Here is my method for creating a histogram:
In the data worksheet, create a new column called Range.
In the first cell of this column, use a function to round the value for which you would like to plot the distribution. The simple way to do this is to use the Significant Figures option of the ROUND function. In my worksheet, column I contained the value for which I wanted to calculate the distribution (batting average), so I could use a formula such as ROUND(I2,2) to round to the nearest .010. Personally, I find a bucket size of .005 to be more descriptive, so I use a trick. You can multiply a value inside the ROUND function and then divide outside the function to get buckets of almost any size. Inside the ROUND function, I multiply by the reciprocal of the bucket size—in this case, 1 / .005 = 200. Outside the function, I multiply by the bucket size. In my worksheet, column I contained the average values. So, I used ROUND(I2 * 200,0) / 200 as my formula. Copy and paste this formula into every row of the worksheet. (You can double-click the bottom-right corner of the cell to do this quickly.)

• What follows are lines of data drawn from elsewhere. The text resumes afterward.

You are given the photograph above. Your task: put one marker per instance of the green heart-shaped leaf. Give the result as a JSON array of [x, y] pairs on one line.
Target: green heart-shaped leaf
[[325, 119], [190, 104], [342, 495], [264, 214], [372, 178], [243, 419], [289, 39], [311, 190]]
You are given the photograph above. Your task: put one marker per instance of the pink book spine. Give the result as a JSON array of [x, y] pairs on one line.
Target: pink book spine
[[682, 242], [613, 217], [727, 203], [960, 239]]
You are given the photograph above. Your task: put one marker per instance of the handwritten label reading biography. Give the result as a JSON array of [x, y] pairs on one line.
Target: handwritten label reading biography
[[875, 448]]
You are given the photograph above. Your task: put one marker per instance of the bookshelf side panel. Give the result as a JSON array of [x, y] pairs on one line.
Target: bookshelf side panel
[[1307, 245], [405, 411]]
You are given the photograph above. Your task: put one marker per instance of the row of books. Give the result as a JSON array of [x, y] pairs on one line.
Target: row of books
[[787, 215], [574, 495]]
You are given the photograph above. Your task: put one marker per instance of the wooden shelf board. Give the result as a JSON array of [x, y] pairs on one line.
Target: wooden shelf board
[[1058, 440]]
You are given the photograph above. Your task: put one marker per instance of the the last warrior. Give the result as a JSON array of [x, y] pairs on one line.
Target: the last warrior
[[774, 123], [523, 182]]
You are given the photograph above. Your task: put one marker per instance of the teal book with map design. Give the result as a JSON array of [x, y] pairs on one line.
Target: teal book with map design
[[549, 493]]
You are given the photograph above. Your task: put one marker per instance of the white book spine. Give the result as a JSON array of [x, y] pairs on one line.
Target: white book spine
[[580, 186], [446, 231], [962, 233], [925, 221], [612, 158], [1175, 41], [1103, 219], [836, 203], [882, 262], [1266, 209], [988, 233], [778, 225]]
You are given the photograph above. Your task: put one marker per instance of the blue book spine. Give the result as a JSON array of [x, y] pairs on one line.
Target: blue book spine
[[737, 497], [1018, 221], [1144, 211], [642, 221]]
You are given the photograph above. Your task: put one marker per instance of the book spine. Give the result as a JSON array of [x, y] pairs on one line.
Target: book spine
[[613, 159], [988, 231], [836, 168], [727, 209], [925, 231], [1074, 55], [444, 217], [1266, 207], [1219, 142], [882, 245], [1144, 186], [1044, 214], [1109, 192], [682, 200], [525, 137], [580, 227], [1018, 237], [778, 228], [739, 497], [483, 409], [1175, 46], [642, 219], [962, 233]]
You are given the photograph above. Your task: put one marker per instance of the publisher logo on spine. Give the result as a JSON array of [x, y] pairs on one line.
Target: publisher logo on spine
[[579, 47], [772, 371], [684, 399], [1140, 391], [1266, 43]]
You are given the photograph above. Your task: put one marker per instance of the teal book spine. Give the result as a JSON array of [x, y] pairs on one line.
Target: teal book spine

Now, we’re ready to count the number of players in each bucket. Select all of the data in the worksheet, including the new Range column. From the Data menu, select Pivot Table and Pivot Chart Report. Select Pivot Chart Report and click Finish (we’ll use all the defaults). We will select two fields for our pivot table. From the Pivot Table Field List palette, select Range. Drag-and-drop this onto the Drop Row Fields Here part of the pivot table. Next, drag-and-drop “playerID” onto the Drop Data Item Here part of the pivot table. By default, Excel will count the number of player IDs in the underlying data that match each range value. The pivot table is now showing the number of items in each bucket. You should see a (very ugly) graph with the number of players in each bucket.
Clean up the graph. (I like to erase the background fill and lines and change the width of the columns.) Figure 4-1 shows an example of a cleaned-up graph.
Looking at the histogram, we see that the distribution looks similar to a bell curve; it skews toward the right and is centered at around .275.
One of the nice things about calculating bins with formulas is that you can easily change the formula for binning. Here are a few suggestions for other formulas:
This ROUNDDOWN function rounds down to the nearest significant figure. For example, ROUNDDOWN(3.59,0) equals 3, and ROUNDDOWN(3.59,1) equals 3.5. Similarly, ROUNDUP rounds up to the nearest significant figure. ROUNDUP(3.59, 0) equals 4, and ROUNDUP(3.59,1) equals 3.6.
Sometimes it’s useful to plot a value on a logarithmic scale, and to use logarithmic-size bins. You can combine LOG functions with ROUND functions to create variable-size bins.
The CONCATENATE function doesn’t compute numbers, it puts text together. If you want to explicitly list ranges (such as 3.500–3.599), you can use the CONCATENATE function to create these; for example, CONCATENATE(ROUNDDOWN(3.59,1),” to “,ROUNDUP(3.59,1)-0.01) returns 3.5 to 3.59.
If you want to take this to the next level, you can replace the bin size with a named value. (For example, name cell A1 bin_size.) This makes it easy to change the bin size dynamically and experiment with different numbers of bins.